Then Hal bought, for a trifle, a lot of old butter-tubs and firkins that Mr. Terry was not sorry to be rid of. He sawed them down just the height he wanted; and they made very good flower-pots for some of the larger plants. They were so beautiful, that it would be a shame to leave them out to perish in the cold blasts.

"And somehow they seem just like children to me," he said, his brown eyes suffused with tenderness.

On the last Saturday he cast up his accounts, and took a small inventory.

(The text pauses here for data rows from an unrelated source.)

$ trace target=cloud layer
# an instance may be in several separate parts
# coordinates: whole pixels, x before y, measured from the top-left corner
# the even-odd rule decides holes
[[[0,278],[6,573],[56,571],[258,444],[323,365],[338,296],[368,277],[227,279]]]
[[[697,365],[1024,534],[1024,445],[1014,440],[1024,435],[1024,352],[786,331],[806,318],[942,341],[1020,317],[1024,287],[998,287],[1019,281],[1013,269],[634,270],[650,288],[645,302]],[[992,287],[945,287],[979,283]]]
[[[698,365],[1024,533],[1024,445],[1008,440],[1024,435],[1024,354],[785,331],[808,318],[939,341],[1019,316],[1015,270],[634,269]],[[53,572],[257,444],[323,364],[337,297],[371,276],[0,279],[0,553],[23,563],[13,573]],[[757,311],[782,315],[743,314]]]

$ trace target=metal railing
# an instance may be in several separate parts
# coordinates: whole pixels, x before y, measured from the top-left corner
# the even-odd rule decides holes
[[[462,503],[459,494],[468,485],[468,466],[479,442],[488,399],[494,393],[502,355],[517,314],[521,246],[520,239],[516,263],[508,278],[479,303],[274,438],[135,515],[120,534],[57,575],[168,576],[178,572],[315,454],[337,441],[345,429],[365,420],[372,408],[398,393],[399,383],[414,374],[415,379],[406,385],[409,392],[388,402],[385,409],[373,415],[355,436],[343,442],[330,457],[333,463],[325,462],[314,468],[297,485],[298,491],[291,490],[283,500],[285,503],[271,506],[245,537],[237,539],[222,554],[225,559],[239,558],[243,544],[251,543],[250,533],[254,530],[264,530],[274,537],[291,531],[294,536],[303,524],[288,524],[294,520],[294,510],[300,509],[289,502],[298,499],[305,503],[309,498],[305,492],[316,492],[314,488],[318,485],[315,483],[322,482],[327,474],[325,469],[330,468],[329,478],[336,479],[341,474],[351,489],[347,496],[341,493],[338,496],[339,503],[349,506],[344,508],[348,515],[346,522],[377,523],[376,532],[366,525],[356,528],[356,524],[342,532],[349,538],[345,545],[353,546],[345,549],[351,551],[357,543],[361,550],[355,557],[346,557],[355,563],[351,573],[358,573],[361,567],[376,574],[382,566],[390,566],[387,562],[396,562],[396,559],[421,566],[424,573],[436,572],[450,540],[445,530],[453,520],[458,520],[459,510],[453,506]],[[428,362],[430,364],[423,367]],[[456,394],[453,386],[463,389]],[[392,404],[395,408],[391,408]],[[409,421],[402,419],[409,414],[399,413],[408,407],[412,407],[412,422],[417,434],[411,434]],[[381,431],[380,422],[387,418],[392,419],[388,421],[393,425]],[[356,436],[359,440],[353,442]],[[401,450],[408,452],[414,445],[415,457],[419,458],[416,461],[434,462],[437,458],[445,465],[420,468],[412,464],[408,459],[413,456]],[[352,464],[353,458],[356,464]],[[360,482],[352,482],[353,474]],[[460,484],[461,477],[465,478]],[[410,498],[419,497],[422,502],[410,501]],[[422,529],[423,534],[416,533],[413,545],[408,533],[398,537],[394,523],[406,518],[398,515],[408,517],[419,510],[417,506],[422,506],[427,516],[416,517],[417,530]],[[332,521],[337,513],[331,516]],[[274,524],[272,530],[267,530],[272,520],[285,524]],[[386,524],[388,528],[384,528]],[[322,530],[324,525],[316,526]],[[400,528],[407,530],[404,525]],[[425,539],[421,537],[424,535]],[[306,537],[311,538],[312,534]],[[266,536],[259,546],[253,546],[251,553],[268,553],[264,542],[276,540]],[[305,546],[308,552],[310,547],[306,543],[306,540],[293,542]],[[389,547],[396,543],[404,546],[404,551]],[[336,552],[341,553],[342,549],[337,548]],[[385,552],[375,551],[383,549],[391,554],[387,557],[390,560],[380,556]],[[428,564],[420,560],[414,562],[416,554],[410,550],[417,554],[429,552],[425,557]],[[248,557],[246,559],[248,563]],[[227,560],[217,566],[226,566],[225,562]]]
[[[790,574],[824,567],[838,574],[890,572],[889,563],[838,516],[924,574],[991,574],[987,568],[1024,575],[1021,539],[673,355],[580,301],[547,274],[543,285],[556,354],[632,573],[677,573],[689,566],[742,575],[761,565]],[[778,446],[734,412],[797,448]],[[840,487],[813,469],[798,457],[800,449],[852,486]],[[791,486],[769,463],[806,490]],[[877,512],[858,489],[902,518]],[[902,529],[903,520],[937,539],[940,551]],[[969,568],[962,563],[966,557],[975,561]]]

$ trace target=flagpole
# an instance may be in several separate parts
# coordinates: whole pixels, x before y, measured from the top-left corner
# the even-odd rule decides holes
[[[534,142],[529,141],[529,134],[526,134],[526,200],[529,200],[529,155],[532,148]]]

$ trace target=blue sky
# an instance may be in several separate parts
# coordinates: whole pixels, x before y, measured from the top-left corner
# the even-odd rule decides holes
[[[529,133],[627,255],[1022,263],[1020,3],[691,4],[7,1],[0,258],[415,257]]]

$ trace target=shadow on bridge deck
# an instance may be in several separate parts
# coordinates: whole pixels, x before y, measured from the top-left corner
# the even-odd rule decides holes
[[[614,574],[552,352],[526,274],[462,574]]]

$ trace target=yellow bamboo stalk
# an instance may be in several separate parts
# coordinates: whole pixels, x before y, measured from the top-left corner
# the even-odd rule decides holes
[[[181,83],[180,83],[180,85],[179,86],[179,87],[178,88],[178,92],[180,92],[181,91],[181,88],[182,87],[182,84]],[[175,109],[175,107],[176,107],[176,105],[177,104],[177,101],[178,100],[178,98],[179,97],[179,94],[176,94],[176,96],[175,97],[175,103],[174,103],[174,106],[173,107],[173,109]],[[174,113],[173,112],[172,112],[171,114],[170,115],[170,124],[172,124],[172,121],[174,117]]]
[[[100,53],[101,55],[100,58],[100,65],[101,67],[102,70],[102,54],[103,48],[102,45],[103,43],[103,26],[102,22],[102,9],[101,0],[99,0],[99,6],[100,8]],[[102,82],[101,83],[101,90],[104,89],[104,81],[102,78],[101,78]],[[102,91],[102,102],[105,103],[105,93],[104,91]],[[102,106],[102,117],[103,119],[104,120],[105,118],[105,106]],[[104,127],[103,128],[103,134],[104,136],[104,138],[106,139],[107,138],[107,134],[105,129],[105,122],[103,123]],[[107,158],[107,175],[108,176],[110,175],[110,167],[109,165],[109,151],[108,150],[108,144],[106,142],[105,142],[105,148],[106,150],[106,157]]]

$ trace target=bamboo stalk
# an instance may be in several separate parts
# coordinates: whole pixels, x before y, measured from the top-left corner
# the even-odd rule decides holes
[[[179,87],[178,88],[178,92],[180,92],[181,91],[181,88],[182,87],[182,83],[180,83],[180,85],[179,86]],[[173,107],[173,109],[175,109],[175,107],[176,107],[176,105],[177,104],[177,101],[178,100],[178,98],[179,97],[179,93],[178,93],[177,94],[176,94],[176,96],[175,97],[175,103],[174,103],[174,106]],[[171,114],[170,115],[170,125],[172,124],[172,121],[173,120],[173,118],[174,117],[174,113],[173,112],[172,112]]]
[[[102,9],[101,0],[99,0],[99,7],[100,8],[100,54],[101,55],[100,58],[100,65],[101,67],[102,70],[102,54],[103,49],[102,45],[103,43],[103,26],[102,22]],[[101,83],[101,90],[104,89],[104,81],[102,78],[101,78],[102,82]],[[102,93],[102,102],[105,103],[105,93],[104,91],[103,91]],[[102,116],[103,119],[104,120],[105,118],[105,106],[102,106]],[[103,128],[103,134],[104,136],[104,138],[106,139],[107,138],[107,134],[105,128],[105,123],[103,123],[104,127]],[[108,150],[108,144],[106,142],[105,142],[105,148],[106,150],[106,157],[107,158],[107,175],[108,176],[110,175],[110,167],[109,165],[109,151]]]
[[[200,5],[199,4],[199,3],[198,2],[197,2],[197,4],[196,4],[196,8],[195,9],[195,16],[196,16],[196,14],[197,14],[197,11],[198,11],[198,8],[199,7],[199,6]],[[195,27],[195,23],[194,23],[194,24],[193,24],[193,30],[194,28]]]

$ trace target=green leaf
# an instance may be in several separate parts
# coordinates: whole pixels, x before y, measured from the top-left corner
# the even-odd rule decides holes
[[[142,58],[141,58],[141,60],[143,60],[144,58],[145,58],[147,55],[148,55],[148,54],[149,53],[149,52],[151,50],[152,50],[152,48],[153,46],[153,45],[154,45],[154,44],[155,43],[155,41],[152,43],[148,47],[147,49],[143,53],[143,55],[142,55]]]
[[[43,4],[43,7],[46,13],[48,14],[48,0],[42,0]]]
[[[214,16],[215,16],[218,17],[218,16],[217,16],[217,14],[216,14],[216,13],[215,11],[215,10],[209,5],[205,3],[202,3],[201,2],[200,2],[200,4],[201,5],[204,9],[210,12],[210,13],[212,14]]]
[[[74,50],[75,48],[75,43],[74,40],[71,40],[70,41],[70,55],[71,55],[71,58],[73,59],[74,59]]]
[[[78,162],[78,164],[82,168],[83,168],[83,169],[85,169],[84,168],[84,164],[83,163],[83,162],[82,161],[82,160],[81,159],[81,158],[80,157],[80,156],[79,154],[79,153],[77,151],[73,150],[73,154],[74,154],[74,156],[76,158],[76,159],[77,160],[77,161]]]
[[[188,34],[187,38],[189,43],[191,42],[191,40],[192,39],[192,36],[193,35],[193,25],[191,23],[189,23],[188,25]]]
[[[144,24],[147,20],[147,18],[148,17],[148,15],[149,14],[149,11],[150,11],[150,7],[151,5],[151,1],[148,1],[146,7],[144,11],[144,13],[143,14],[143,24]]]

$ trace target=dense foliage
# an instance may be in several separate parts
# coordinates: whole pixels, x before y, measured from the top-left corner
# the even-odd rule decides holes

"We shall have potatoes and vegetables for winter; and we have a barrel of flour, and a hundred of meal, besides lots of corn for the chickens; then my salary will be a little more than thirty-six dollars a month, counting eleven months; and fifty dollars for our poultry."

"Why, we'll be as rich as kings!" was Granny's delighted reply. "You're a wonderful boy, Hal!"

"And if I could sell some flowers! Anyhow, there will be the spring things. It does look a little like prosperity, Granny."

"I'm so thankful!" and Granny twisted up her apron in pure gratitude.

"Charlie had better go to school again. I wish she could learn to be a teacher; for she never will like to sew."

"No," replied Granny, with a solemn shake of the head.

"And she is getting to be such a large girl! Well, I suppose something will come. It has to all of us."